CHAR vs VARCHAR in InnoDB: Impact on Storage, Fragmentation & Performance
Choosing between CHAR and VARCHAR in InnoDB significantly affects storage layout, row fragmentation, update performance, and buffer pool efficiency—especially when rows vary greatly in length or are frequently updated.
CHAR is fixed-length. MySQL pads values with spaces to make them the same size.
VARCHAR is variable-length, storing only the actual string plus 1–2 bytes of length metadata.
CHAR always allocates the same number of bytes regardless of actual content.
VARCHAR rows expand and shrink depending on stored value size.

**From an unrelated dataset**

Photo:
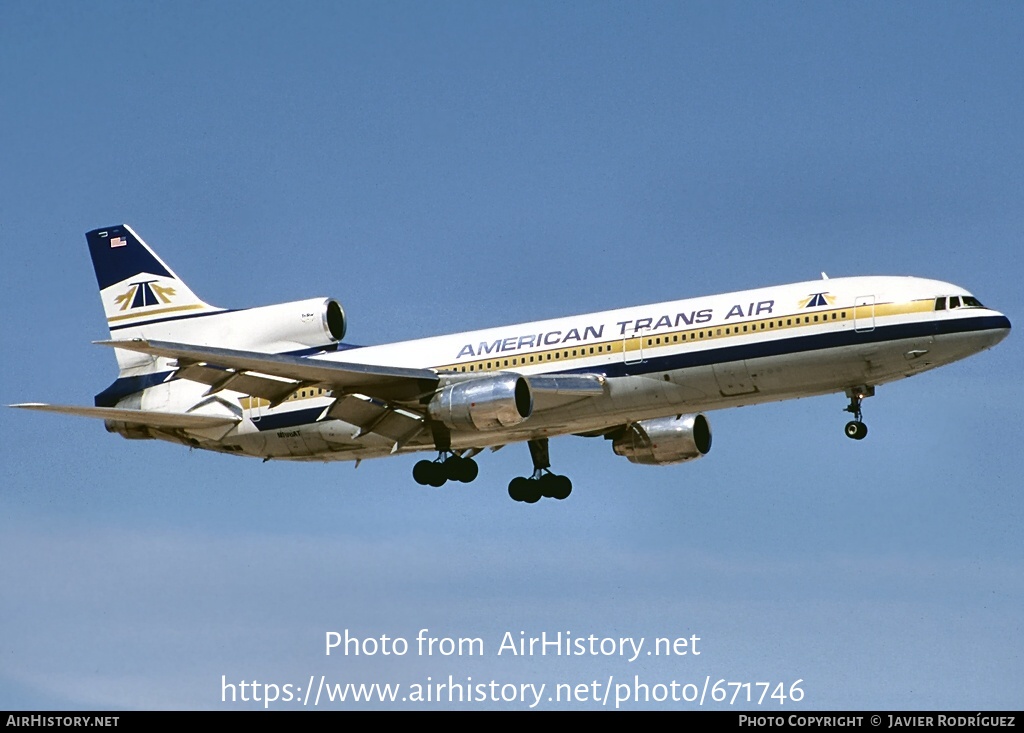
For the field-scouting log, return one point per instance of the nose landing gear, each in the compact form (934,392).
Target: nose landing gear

InnoDB stores rows inside pages (16 KB by default).
Fixed-length CHAR columns lead to predictable, stable row size → lower chance of page splits.
Variable-length VARCHAR columns can cause rows to grow during updates → page-level fragmentation.
If a VARCHAR row outgrows its original page, InnoDB performs a page split, creating fragmentation and extra I/O.
CHAR reduces fragmentation because row size never changes.
VARCHAR increases fragmentation when updates increase value length.
Fragmentation leads to more scattered pages → slower full scans and worse buffer pool efficiency.
Over time, highly dynamic VARCHAR columns may require OPTIMIZE TABLE to defragment.
CHAR provides faster comparisons because the length is constant and no length-prefix decoding is needed.
VARCHAR requires length checks and may involve collation evaluation over varying byte sizes.
CHAR is faster for write-heavy workloads with stable-length data.
VARCHAR is more space-efficient for data that is highly variable in size.
Values have fixed or near-fixed length (e.g., SHA-1 hashes, country codes).
Frequent updates occur and predictable row size avoids fragmentation.
High read/write performance is needed with minimal page splits.
Data varies significantly in size (names, addresses, descriptions).
Storage efficiency is more important than avoiding fragmentation.
Row updates rarely change size significantly.
In summary: CHAR provides predictable performance at the cost of fixed storage, while VARCHAR saves storage but may cause fragmentation and page splits in write-heavy or variable-length datasets.